Use a non-SSO user for API access
Anaplan recommends using an active, non-SSO user account with the User Admin role to call the SCIM API. This helps ensure that the integration can authenticate reliably and has the required permission to manage users.
The SCIM API supports Basic authentication, Anaplan authentication tokens, and API keys. Choose the authentication method that best fits your identity provider and security model.
Plan workspace entitlement management
Workspace access is managed through SCIM entitlements. Anaplan supports workspace assignment using:
WORKSPACEWORKSPACE_IDSWORKSPACE_NAMES
Use workspace IDs where possible because they are more stable than workspace names. Workspace names can change, which can make name-based mappings harder to maintain over time.
There is a limit of 50 workspaces per call, so large entitlement updates may need to be split across multiple requests.
Choose the right update pattern
Use POST /Users to create users and assign their initial workspace access.
Use PUT /Users/{id} when your integration sends the full desired user state. Be careful with this method: if workspace entitlements are omitted, the user may be removed from associated workspaces.
Use PATCH /Users/{id} for targeted updates, such as changing a name, setting active status, or adding or removing specific workspace entitlements. In Anaplan’s SCIM implementation, each patch operation must include a path.
Account for supported SCIM features
Anaplan implements SCIM 2.0, but not every optional SCIM feature is supported. Before relying on a capability, check the metadata endpoints:
GET /ServiceProviderConfigGET /ResourceTypesGET /Schemas
These endpoints help confirm supported capabilities, resource types, schemas, attributes, and authentication schemes.
Design filters around supported fields
When searching for users, design queries around supported filter fields and operators.

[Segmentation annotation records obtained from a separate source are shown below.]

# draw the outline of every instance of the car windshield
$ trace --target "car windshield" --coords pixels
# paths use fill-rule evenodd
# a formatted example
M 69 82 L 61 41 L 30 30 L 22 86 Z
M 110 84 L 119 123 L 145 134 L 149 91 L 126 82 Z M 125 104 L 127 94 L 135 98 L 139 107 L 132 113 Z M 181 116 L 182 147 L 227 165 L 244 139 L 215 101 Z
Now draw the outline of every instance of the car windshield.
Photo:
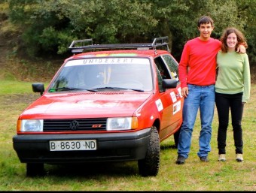
M 152 90 L 150 62 L 144 58 L 93 58 L 68 61 L 49 92 Z

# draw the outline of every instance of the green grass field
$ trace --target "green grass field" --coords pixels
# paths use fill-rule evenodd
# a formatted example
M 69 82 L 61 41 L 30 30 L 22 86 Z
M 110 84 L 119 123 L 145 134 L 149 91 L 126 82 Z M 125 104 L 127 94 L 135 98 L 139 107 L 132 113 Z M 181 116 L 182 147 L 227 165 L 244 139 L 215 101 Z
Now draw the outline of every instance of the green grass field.
M 31 83 L 0 80 L 0 191 L 256 191 L 256 85 L 245 104 L 242 120 L 244 162 L 235 161 L 231 123 L 228 128 L 227 161 L 218 161 L 215 110 L 210 162 L 200 162 L 197 152 L 200 120 L 197 119 L 188 159 L 175 164 L 177 149 L 171 137 L 161 143 L 160 167 L 154 177 L 139 175 L 137 162 L 47 165 L 41 177 L 26 176 L 26 165 L 13 149 L 12 137 L 20 113 L 40 97 Z M 198 116 L 199 118 L 199 114 Z

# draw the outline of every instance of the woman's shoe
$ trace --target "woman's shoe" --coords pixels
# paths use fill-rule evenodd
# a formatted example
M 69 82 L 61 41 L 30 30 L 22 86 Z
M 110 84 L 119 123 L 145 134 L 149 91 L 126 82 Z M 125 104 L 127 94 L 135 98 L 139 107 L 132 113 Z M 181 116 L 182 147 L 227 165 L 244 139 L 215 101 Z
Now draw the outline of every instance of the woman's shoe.
M 218 155 L 218 161 L 226 161 L 226 155 L 225 154 Z
M 242 158 L 242 153 L 237 153 L 236 154 L 236 161 L 237 162 L 242 162 L 243 161 L 243 158 Z

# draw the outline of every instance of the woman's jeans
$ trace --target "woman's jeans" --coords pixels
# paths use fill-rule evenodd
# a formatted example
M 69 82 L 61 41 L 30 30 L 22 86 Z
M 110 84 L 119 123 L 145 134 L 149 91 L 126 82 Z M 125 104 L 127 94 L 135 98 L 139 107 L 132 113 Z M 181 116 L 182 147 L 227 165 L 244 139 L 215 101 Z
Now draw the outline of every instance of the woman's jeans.
M 227 130 L 230 108 L 233 139 L 236 153 L 242 154 L 242 116 L 244 104 L 242 103 L 242 92 L 227 95 L 215 92 L 215 103 L 218 116 L 218 154 L 225 154 Z
M 199 157 L 211 151 L 212 122 L 215 110 L 215 86 L 187 85 L 188 95 L 184 98 L 183 122 L 179 134 L 178 155 L 187 158 L 190 149 L 193 128 L 198 109 L 200 112 L 201 131 L 199 137 Z

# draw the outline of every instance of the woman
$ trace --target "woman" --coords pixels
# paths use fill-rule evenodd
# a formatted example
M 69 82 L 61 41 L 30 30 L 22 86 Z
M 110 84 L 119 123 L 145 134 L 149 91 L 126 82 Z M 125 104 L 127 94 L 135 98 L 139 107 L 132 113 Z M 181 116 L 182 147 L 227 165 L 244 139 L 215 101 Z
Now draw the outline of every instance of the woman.
M 218 116 L 218 161 L 226 161 L 226 138 L 230 108 L 236 160 L 243 161 L 242 130 L 241 126 L 244 104 L 248 101 L 251 77 L 246 53 L 236 49 L 245 42 L 244 35 L 235 28 L 227 28 L 223 33 L 221 50 L 217 54 L 218 76 L 215 83 L 215 104 Z

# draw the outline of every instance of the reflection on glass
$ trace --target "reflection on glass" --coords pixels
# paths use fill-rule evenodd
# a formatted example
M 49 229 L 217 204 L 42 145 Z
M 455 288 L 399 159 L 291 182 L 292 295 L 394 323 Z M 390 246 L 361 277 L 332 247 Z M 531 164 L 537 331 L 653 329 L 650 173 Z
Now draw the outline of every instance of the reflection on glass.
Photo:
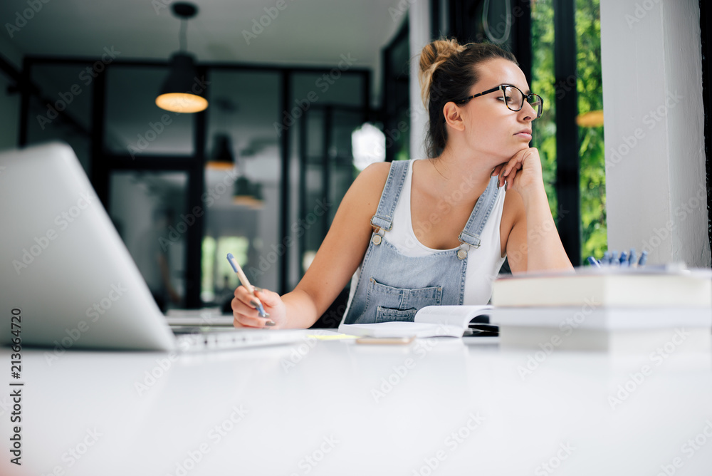
M 274 126 L 281 86 L 274 72 L 216 70 L 210 81 L 201 295 L 206 304 L 223 305 L 239 284 L 225 259 L 229 252 L 251 284 L 278 287 L 279 253 L 285 252 L 279 247 L 281 165 Z
M 112 65 L 107 68 L 104 148 L 132 158 L 193 153 L 193 114 L 156 105 L 167 68 Z
M 183 304 L 185 172 L 114 172 L 110 216 L 162 311 Z

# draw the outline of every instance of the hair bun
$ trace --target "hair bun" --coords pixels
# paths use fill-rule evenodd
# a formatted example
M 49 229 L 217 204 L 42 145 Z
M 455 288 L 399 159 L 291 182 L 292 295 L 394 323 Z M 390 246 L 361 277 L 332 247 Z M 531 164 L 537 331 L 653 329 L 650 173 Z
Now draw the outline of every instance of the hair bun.
M 423 48 L 420 53 L 420 73 L 418 75 L 418 78 L 420 81 L 423 104 L 426 108 L 428 107 L 430 85 L 432 83 L 435 71 L 443 63 L 459 53 L 464 51 L 466 47 L 459 44 L 454 38 L 435 40 Z

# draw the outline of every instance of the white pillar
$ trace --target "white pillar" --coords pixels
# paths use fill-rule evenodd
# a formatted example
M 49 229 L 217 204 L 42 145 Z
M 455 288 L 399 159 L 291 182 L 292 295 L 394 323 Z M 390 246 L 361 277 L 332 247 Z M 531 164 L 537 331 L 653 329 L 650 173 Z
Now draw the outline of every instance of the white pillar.
M 425 133 L 428 114 L 420 95 L 418 73 L 420 51 L 430 43 L 430 1 L 411 2 L 408 10 L 408 40 L 410 44 L 410 157 L 426 157 Z
M 602 0 L 608 249 L 709 267 L 698 0 Z

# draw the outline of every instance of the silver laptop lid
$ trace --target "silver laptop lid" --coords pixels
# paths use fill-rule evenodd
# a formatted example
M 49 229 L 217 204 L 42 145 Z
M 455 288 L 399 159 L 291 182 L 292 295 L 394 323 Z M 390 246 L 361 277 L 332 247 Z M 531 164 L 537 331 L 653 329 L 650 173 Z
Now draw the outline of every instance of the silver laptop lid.
M 176 348 L 69 146 L 0 154 L 0 309 L 21 316 L 23 345 Z M 11 336 L 9 324 L 0 341 Z

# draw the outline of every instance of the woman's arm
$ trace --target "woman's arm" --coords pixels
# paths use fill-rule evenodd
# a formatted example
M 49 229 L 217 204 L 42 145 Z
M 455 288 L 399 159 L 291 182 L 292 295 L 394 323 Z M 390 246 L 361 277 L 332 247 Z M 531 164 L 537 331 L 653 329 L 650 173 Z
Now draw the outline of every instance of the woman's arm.
M 376 213 L 389 163 L 373 164 L 359 174 L 336 212 L 316 256 L 294 291 L 279 296 L 266 290 L 256 294 L 275 323 L 273 328 L 308 328 L 316 322 L 351 279 L 361 264 L 371 238 L 371 217 Z M 263 327 L 251 296 L 243 286 L 235 290 L 235 326 Z M 251 300 L 253 300 L 252 298 Z
M 501 185 L 505 181 L 508 191 L 516 192 L 511 197 L 515 218 L 507 241 L 512 272 L 572 269 L 549 209 L 539 151 L 518 152 L 501 170 Z

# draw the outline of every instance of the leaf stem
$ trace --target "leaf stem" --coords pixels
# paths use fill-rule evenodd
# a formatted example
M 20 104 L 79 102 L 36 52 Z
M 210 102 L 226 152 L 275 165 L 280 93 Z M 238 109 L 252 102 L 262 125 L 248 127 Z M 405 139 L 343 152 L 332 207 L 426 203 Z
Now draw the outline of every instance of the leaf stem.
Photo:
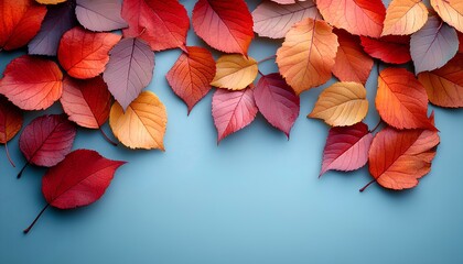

Supported filter fields include id, externalId, userName, name.familyName, name.givenName, and active.
Avoid relying on unsupported filter behavior such as complex attribute filtering, entitlement filtering, unsupported operators, or POST-based search.
Handle partial success
Entitlement updates are not atomic. Anaplan stores entitlement data separately from user data, so an update can partially succeed if the user attributes are saved but entitlement changes fail.
Your integration should inspect response bodies, retrieve the user after updates when needed, and retry only the failed part of the operation.
Test before enabling production provisioning
Test the integration in a controlled setup before enabling production provisioning. Any test users created through SCIM are created at the tenant level and may be visible in the production Anaplan environment. Disable test users when testing is complete.
A recommended approach is to test with a dedicated workspace, test model, and non-production integration account before switching to a production integration account.